Social Security Secretary Alistair Darling is predicting a boom for IFAs as younger clients seek advice on where to invest money from their maturing “baby bonds”.
As the election enters the final week, Money Marketing interviews the social security spokespeople of the three main parties on their pension and savings policies.
Conservative social security spokeswoman Jacqui Lait says Tory plans for scrapping savings taxes for all but higher earners will dramatically boost savings while promising to allow young people to opt out of the state pension.
Liberal Democrat spokes-man Steve Webb says the LibDems will ensure a good income in old age for everyone by making private pensions compulsory while voicing grave misgiving about polarisation reforms.
Darling says he expects IFAs to see more young clients as they seek advice over where to invest the money from their Child Trust Funds, outlined in the manifesto, dubbed baby bonds by commentators.
He says: “Our proposals are aimed not only at spreading financial wealth more widely but also at increasing financial awareness.

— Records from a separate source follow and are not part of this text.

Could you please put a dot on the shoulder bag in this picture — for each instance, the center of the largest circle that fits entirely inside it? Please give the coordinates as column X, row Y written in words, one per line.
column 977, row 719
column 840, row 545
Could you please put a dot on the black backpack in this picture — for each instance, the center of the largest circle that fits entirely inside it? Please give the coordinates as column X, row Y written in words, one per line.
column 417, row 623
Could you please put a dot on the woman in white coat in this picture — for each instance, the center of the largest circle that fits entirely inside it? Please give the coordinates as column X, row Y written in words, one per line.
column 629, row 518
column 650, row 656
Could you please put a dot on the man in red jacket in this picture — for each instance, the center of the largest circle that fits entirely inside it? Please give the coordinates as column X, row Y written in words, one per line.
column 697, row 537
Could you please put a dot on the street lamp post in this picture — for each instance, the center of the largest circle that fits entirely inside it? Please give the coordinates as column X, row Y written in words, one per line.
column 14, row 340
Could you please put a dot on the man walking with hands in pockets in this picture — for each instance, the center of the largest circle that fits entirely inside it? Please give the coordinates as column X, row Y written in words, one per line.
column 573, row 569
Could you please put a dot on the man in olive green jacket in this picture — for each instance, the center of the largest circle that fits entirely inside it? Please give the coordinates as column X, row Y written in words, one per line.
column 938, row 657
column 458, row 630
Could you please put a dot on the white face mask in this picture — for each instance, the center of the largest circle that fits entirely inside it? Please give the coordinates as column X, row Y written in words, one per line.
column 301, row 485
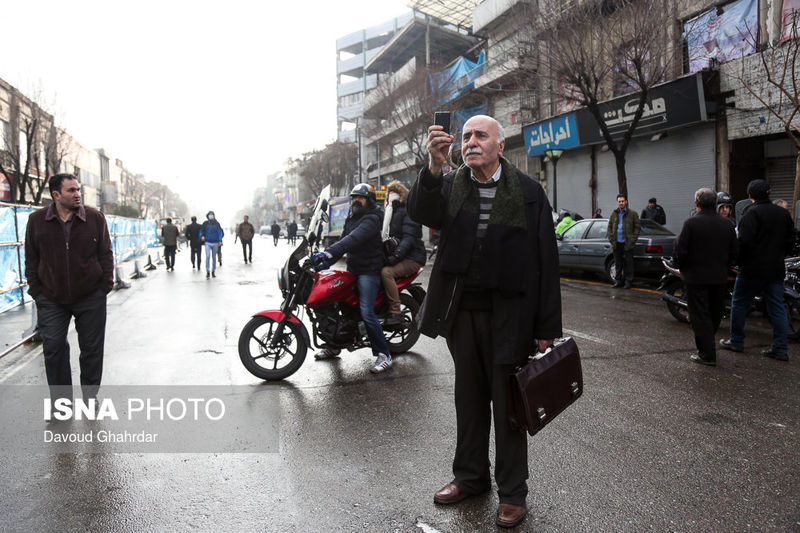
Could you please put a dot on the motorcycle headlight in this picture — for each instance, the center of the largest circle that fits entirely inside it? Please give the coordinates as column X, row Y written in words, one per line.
column 281, row 280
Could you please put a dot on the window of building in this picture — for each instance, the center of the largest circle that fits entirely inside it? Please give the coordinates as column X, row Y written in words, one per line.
column 5, row 135
column 351, row 99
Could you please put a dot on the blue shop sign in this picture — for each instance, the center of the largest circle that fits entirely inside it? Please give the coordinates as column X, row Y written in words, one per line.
column 553, row 134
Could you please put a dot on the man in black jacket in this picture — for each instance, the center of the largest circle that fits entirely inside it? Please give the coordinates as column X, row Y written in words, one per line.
column 409, row 255
column 494, row 291
column 195, row 243
column 654, row 212
column 704, row 251
column 69, row 264
column 361, row 241
column 766, row 235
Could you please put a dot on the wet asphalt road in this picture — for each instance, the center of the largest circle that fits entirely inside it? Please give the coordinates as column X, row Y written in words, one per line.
column 656, row 443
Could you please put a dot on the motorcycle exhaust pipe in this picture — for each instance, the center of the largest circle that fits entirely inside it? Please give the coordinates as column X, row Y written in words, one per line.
column 669, row 298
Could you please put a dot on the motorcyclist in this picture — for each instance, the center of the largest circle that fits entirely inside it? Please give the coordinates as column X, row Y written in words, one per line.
column 409, row 255
column 361, row 241
column 725, row 206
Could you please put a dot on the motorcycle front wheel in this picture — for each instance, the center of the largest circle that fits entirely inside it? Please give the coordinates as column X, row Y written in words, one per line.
column 402, row 340
column 265, row 360
column 677, row 289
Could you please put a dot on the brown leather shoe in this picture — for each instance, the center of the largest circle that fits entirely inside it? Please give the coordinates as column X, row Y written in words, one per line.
column 509, row 515
column 449, row 494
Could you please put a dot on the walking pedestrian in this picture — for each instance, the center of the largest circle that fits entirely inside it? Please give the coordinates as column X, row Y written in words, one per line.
column 493, row 291
column 766, row 235
column 654, row 212
column 276, row 232
column 169, row 235
column 245, row 232
column 211, row 234
column 69, row 264
column 623, row 230
column 195, row 242
column 704, row 251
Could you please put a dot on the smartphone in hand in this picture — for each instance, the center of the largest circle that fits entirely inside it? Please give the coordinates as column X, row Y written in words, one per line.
column 442, row 118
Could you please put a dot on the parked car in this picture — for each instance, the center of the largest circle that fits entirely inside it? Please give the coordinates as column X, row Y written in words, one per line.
column 584, row 247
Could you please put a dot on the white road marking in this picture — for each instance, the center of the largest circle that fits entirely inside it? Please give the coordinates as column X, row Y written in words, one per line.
column 586, row 336
column 21, row 363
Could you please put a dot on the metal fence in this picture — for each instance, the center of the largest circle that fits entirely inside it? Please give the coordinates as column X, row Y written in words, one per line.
column 130, row 237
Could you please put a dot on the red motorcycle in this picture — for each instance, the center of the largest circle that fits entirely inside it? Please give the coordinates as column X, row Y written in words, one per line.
column 274, row 343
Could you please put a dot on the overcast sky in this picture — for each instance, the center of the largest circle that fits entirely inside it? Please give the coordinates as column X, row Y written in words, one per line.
column 206, row 97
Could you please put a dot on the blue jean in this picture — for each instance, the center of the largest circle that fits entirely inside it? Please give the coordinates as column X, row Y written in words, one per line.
column 743, row 293
column 211, row 255
column 368, row 287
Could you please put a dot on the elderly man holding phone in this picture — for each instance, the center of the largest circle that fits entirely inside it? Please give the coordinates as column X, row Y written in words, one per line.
column 494, row 295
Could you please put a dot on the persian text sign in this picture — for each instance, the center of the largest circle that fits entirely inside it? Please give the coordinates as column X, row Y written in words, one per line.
column 556, row 133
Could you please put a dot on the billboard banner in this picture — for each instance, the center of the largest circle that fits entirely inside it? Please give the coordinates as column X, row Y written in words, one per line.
column 557, row 133
column 677, row 103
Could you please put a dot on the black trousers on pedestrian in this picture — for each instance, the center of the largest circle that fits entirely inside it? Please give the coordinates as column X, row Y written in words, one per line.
column 245, row 244
column 706, row 307
column 197, row 251
column 624, row 261
column 169, row 255
column 90, row 323
column 480, row 397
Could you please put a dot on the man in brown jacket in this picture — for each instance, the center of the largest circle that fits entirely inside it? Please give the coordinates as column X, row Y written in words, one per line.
column 245, row 232
column 69, row 265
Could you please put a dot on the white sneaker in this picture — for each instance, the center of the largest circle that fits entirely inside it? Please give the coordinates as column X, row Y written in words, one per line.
column 382, row 363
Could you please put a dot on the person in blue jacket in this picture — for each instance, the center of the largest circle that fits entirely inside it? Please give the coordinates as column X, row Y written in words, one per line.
column 211, row 234
column 361, row 241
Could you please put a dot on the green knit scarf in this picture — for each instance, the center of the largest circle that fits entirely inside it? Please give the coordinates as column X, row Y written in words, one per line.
column 508, row 207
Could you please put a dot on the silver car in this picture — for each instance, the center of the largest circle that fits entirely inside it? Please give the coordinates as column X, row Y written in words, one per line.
column 584, row 247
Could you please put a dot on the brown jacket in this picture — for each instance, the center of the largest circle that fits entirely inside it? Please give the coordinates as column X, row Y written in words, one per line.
column 67, row 272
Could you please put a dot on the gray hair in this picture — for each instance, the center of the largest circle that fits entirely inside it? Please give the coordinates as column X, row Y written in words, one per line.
column 705, row 198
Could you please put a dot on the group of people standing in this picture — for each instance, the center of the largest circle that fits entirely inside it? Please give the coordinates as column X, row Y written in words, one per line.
column 209, row 236
column 708, row 246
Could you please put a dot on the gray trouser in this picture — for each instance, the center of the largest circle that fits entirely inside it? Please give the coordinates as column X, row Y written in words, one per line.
column 481, row 395
column 90, row 323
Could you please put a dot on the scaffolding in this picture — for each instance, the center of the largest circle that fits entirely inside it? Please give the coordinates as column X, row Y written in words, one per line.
column 455, row 12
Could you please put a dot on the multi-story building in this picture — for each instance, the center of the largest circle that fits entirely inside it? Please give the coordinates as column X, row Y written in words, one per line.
column 428, row 65
column 353, row 52
column 704, row 129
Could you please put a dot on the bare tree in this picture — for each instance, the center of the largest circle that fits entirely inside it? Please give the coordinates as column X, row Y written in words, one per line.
column 334, row 164
column 778, row 65
column 587, row 49
column 34, row 150
column 405, row 107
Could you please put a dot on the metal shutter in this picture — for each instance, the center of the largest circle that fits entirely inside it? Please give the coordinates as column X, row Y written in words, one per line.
column 574, row 174
column 670, row 169
column 780, row 175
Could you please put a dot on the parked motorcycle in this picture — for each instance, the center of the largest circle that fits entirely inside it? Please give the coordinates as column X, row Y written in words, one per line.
column 674, row 288
column 274, row 343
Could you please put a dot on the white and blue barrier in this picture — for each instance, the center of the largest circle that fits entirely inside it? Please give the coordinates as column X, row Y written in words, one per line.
column 130, row 237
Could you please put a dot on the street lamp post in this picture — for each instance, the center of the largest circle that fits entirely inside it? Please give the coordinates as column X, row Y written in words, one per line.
column 554, row 156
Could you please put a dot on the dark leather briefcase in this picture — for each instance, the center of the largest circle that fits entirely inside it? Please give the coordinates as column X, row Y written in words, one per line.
column 546, row 385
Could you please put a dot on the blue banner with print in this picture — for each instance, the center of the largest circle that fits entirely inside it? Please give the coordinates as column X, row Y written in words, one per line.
column 557, row 133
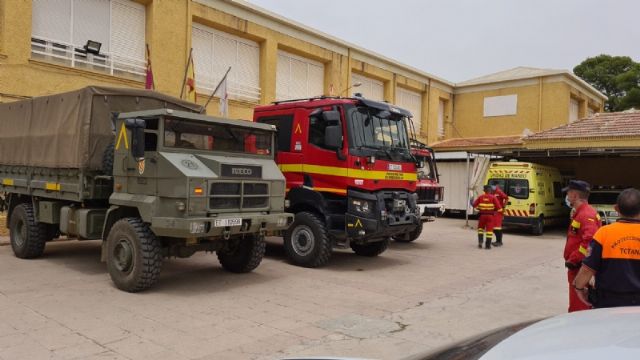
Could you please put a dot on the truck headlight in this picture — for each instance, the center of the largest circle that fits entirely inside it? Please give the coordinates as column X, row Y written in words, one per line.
column 361, row 206
column 198, row 227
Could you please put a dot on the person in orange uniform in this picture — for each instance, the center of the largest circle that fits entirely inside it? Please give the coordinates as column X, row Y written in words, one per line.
column 487, row 205
column 614, row 258
column 584, row 224
column 499, row 216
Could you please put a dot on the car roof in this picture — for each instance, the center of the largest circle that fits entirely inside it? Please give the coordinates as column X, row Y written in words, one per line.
column 612, row 333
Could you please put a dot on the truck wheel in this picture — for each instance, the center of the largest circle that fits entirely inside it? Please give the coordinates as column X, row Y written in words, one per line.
column 243, row 255
column 538, row 226
column 27, row 236
column 134, row 255
column 107, row 159
column 411, row 236
column 306, row 241
column 371, row 249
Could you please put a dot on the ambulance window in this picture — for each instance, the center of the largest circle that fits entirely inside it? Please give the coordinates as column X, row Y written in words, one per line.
column 557, row 190
column 518, row 188
column 283, row 124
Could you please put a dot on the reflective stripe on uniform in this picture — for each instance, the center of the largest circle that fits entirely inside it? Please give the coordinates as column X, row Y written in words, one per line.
column 582, row 250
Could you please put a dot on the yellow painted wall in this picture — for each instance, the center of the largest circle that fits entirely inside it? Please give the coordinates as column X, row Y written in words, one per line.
column 541, row 105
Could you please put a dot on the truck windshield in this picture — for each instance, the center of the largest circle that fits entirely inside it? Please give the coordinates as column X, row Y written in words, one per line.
column 185, row 134
column 369, row 130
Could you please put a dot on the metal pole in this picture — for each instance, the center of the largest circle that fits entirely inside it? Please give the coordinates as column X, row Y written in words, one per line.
column 466, row 210
column 215, row 90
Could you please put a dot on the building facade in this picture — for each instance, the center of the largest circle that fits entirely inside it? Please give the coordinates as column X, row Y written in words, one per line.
column 43, row 51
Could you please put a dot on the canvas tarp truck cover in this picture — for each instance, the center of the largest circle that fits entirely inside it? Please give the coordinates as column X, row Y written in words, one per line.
column 72, row 129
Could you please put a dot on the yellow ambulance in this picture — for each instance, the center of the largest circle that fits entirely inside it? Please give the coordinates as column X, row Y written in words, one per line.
column 535, row 194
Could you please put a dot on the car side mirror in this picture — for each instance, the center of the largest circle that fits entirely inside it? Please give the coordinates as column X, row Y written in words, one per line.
column 137, row 127
column 331, row 116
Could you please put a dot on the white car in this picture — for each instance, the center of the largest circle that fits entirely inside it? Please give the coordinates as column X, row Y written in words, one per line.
column 611, row 333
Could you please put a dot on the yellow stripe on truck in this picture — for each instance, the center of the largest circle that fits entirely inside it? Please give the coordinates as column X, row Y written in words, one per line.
column 52, row 186
column 348, row 173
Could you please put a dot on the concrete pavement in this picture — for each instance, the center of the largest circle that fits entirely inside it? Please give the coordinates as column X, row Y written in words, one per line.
column 412, row 298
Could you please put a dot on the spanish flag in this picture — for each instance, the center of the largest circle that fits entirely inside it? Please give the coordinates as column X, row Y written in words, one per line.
column 189, row 89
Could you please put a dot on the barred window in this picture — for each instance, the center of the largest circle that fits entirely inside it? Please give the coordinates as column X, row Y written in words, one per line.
column 61, row 29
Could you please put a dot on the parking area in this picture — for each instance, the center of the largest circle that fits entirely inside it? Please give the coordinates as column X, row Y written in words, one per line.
column 412, row 298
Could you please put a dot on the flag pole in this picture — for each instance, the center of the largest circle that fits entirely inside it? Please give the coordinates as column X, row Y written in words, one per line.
column 216, row 89
column 186, row 70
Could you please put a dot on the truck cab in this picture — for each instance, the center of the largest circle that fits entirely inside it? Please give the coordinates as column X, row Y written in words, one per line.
column 351, row 177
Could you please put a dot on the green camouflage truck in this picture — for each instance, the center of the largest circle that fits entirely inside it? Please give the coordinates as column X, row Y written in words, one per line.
column 142, row 171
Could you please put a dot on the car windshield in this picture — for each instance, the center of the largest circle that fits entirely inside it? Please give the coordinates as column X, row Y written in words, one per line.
column 603, row 198
column 185, row 134
column 373, row 129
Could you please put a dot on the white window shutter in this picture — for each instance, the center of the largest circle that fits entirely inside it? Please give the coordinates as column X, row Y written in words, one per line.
column 215, row 51
column 128, row 29
column 51, row 20
column 371, row 88
column 91, row 22
column 316, row 80
column 411, row 101
column 298, row 77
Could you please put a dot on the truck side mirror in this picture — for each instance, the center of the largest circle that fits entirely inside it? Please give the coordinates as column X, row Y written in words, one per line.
column 137, row 127
column 331, row 116
column 333, row 137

As with any financial decision, people should have the advice that is appropriate to them. That may well be from an IFA, who may find that the average age of their customers goes down, as every 18 year old has a trust fund to invest.”
Aifa director of policy and technical services Fay Godd-ard says: “It is encouraging that Darling is recognising the importance of IFAs. If investment advice is needed, the IFAs are the best placed, and it could possibly be done on a fixed fee basis.”